A Sala Consilina si rende onore a Gaetano Bresci

Per due giorni è resistita la nuova intitolazione della Piazza Umberto I a Sala Consilina.

Ignoti con un accurato lavoro di restyling hanno prima coperto il nome del tiranno imbiancando la targa della piazza e poi hanno “stencillato”  il nome di Gaetano Bresci, l’anarchico che uccise a Monza il re, il 29 luglio del 1900, fra due A cerchiate.

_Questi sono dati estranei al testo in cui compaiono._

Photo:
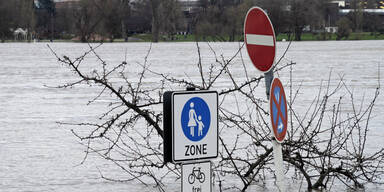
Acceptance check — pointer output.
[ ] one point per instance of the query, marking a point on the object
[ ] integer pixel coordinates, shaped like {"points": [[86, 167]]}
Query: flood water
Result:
{"points": [[37, 154]]}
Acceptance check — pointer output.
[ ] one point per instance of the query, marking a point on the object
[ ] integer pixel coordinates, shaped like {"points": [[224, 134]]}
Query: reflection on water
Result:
{"points": [[39, 155]]}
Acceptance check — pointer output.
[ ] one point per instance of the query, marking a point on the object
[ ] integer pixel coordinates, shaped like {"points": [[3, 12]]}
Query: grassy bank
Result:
{"points": [[192, 38]]}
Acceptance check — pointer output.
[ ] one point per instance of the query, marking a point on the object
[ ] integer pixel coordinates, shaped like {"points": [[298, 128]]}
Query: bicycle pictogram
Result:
{"points": [[196, 174]]}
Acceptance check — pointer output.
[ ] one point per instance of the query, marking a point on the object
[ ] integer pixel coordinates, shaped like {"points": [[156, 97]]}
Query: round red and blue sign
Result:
{"points": [[278, 110]]}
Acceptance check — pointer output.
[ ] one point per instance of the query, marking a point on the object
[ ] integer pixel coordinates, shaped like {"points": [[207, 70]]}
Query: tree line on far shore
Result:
{"points": [[218, 20]]}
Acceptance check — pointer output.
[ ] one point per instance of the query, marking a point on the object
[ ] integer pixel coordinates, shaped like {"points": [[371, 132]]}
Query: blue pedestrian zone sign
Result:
{"points": [[195, 119], [194, 125]]}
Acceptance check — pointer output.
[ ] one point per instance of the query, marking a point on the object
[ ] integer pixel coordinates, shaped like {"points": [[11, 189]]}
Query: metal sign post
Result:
{"points": [[278, 113], [260, 41]]}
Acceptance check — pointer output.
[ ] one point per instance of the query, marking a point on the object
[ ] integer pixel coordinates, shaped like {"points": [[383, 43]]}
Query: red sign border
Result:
{"points": [[279, 137], [274, 36]]}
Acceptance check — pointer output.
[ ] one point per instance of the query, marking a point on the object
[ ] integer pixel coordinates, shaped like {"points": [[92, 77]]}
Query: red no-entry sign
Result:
{"points": [[259, 38]]}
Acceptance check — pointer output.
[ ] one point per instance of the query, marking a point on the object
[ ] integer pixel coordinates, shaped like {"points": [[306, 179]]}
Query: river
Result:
{"points": [[37, 154]]}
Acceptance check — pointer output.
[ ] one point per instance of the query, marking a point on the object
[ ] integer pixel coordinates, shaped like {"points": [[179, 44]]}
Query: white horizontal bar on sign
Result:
{"points": [[266, 40]]}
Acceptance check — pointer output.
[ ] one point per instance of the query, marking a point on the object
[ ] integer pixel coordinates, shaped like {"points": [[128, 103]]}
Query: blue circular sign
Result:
{"points": [[195, 119]]}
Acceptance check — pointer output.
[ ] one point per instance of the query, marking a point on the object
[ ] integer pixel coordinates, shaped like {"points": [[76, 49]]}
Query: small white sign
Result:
{"points": [[196, 177], [195, 125]]}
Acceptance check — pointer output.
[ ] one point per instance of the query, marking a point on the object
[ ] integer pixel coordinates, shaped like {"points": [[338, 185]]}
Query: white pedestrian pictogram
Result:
{"points": [[200, 127], [192, 119]]}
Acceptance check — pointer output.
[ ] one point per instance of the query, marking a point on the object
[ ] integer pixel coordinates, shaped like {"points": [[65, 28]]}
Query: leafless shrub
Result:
{"points": [[324, 143]]}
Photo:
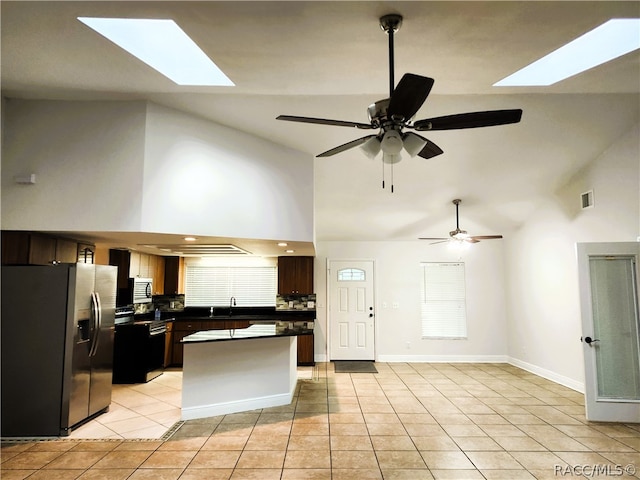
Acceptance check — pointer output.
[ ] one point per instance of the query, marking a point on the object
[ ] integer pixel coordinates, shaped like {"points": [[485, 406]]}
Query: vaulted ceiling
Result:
{"points": [[329, 59]]}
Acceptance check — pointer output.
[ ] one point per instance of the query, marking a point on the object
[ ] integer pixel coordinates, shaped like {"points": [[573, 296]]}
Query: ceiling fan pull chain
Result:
{"points": [[391, 63], [392, 178]]}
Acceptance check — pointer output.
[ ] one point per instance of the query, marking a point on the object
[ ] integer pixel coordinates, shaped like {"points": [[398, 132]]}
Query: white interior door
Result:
{"points": [[610, 330], [351, 310]]}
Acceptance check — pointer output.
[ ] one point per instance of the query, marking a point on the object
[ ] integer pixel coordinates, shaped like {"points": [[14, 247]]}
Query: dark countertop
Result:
{"points": [[201, 314], [262, 330]]}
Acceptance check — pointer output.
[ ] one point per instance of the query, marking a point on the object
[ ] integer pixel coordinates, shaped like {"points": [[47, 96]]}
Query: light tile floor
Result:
{"points": [[145, 410], [410, 421]]}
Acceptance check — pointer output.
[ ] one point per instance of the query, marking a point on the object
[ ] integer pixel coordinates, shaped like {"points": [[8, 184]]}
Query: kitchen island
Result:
{"points": [[241, 369]]}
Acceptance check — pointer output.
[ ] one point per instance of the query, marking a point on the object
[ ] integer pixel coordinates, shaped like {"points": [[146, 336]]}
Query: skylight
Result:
{"points": [[162, 45], [610, 40]]}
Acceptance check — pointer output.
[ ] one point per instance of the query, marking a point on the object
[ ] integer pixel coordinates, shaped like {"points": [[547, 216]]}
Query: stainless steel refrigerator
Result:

E così alcuni salesi intitolando una piazza centrale della loro città a chi uccise un re hanno reso omaggio alle vittime meridionali e non di una tirannia spietata sopratutto per le nostre terre.

“Ho attentato al Capo dello Stato perchè è responsabile di tutte le vittime pallide e sanguinanti del sistema che lui rappresenta e fa difendere. Ho concepito quest’atto dopo le sanguinose repressioni avvenute in Sicilia e dopo le altre repressioni del 1898 ancora più numerose e barbare”.

Questa è stata la dichiarazione di Gaetano Bresci dopo l’arresto.

Gaetano Bresci

Bresci si riferisce al massacro del 1898 a Milano. Per l’aumento del pane i milanesi insorsero e assaltarono i forni. La rivolta dura giorni fino a che Bava Beccaris fece fuoco a mitraglia sulla folla causando un centinaio di morti e centinaia di feriti. Per questa valorosa azione Umberto I gli consegnò la Croce di grand’ufficiale militare di Savoia.

La copertina della Domenica del Corriere di Beltrame che illustra l’arresto di Bresci dopo l’attentato al re.